Monday, December 5, 2011


Those that study the phenomenon of peak oil will be aware that finding energy increasingly is becoming more expensive, not only from a dollar and cents point of view but also when calculating energy returned over energy invested. The common example offered suggests that in the early days of oil production, a well might return 100 barrels of oil for every 1 barrel of oil invested to find and extract it. During the 1970’s that number had fallen to 30 returned over 1 invested. Now the number is said to be about 3 to 1.

Hence the frenetic activity in South Texas as the Eagle Ford Shale project continues full bore. Roads have become crowded with arrays of massive hunks of steel: pumps and rigs and tanks and other devices used to frack wells and semi-trucks carrying joints of pipe in endless queues. Near Gonzales a monstrosity of a gathering station has formed in what just a couple of years ago was a cow pasture; multiple parallel rails usher tanker cars into filling facilities looking like nuclear reactors with doors in the side. A nearby pipe yard covers land measured in square miles instead of acres.

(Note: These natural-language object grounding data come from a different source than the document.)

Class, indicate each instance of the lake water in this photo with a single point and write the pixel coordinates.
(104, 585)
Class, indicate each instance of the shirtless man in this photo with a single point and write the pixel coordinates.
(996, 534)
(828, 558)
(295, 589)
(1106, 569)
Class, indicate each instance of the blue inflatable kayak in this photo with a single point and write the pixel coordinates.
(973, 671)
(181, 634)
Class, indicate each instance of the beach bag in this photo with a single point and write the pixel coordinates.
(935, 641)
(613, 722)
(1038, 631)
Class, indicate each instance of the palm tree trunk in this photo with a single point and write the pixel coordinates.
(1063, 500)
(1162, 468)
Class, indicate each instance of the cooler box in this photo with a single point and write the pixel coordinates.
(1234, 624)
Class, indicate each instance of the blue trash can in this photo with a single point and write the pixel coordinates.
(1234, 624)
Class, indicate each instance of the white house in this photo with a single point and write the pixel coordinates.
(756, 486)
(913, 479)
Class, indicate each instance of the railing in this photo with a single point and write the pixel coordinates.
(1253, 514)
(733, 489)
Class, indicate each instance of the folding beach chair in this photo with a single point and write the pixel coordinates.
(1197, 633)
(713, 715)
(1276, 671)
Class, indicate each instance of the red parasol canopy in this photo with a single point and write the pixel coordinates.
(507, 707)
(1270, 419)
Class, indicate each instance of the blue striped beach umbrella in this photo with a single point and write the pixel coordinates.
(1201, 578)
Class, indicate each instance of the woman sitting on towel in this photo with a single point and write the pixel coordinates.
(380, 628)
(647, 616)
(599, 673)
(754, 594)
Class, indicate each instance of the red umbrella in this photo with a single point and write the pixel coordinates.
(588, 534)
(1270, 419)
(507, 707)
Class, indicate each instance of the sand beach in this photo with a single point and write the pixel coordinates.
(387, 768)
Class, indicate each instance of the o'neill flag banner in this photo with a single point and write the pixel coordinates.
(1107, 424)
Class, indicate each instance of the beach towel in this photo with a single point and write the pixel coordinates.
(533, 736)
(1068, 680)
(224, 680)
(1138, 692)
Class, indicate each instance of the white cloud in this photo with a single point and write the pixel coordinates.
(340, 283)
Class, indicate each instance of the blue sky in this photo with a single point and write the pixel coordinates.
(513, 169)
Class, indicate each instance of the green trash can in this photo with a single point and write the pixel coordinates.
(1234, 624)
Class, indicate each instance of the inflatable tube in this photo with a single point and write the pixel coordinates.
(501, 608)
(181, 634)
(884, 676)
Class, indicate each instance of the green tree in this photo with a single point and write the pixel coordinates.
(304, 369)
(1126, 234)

For what it’s worth, I am convinced the money fostering this activity is one step removed from the now smoking printing press of the Federal Reserve, and comes with the seal of approval of the United States Government. No company on the face of this earth has the money to do this without the subsidization and backing of world banks and governments.

Make no mistake: there is oil in this shale. It’s light and sweet and it’s being produced in a big way. But it’s costing more than ever to extract. The nature of shale is that it produces short lived wells so the only way to keep up production is to continue drilling, fracking and building additional production facilities.

There comes a point when the return is not worth the investment. And you can’t accurately determine that point on cost projections, for things often cost more in hindsight than anticipated beforehand. Those issuing positive forecasts tend to have vested interests; they are being paid well in a time when jobs are hard to find, as are those that own the land on which this activity takes place.

I am beginning to see an agricultural equivalent as the cost of energy continues to rise. People think the cost of food is high, but the cost of fuel, parts and supplies necessary to carry an industrial farm double at astounding rates. Commodity prices that would have been considered over the top just a couple of years ago now barely pay the bills. Truth is, modern farming now survives on subsidies not unlike those that power modern oil companies. Left to our own devices, we'd all be broke.

I read the other day that in Afghanistan, it costs the US military between $400 and $1,000 for a gallon of gasoline.

I wonder how long that equation works?